In the following statement decision is neither a callable nor a models.Q object:

status = models.ForeignKey (Status, limit_choices_to = {'decision' : decision})

here is a way to represent your data:

class Decision(models.Model):
    ...

# a status is relevant for only one decision
# there may be more than one Status per Decision.
class Status(Models.Model):
    decision = models.ForeignKey(Decision)

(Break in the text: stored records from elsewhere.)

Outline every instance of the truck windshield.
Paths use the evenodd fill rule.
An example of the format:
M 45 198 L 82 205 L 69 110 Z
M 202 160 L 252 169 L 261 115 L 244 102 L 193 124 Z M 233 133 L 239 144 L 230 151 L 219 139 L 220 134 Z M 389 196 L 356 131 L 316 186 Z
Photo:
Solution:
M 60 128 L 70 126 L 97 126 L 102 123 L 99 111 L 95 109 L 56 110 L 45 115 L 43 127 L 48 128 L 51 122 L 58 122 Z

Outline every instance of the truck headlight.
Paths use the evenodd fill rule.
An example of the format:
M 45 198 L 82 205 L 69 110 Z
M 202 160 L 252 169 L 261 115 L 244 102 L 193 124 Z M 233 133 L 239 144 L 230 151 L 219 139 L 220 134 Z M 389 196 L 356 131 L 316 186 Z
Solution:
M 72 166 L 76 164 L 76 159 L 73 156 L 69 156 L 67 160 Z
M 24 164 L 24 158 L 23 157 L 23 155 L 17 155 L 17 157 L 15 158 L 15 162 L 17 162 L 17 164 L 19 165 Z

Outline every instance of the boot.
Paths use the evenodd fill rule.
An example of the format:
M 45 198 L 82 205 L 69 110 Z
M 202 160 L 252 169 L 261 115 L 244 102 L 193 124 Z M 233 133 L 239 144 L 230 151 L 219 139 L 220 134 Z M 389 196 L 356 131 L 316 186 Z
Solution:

# each choice is linked to one decision and has a status.
class Choice (models.Model):
    status = models.ForeignKey(Status)
    # if status is mandatory, then you can get the decision
    # from status.decision. per se, this fk could be optional.
    decision = models.ForeignKey(Decision)

here is another one:

class Decision(models.Model):
    ...

# a decision has multiple choices
# a choice pertains to only one decision
class Choice (models.Model):
    decision = models.ForeignKey(Decision)

# each status is relevant to one decision
# and may encompass multiple choices.
class Status(Models.Model):
    decision = models.ForeignKey(Decision)
    # problem with this representation is that this allows for
    # a choice to be linked to multiple statuses.
    # this happens when using M2M instead of ForeignKey.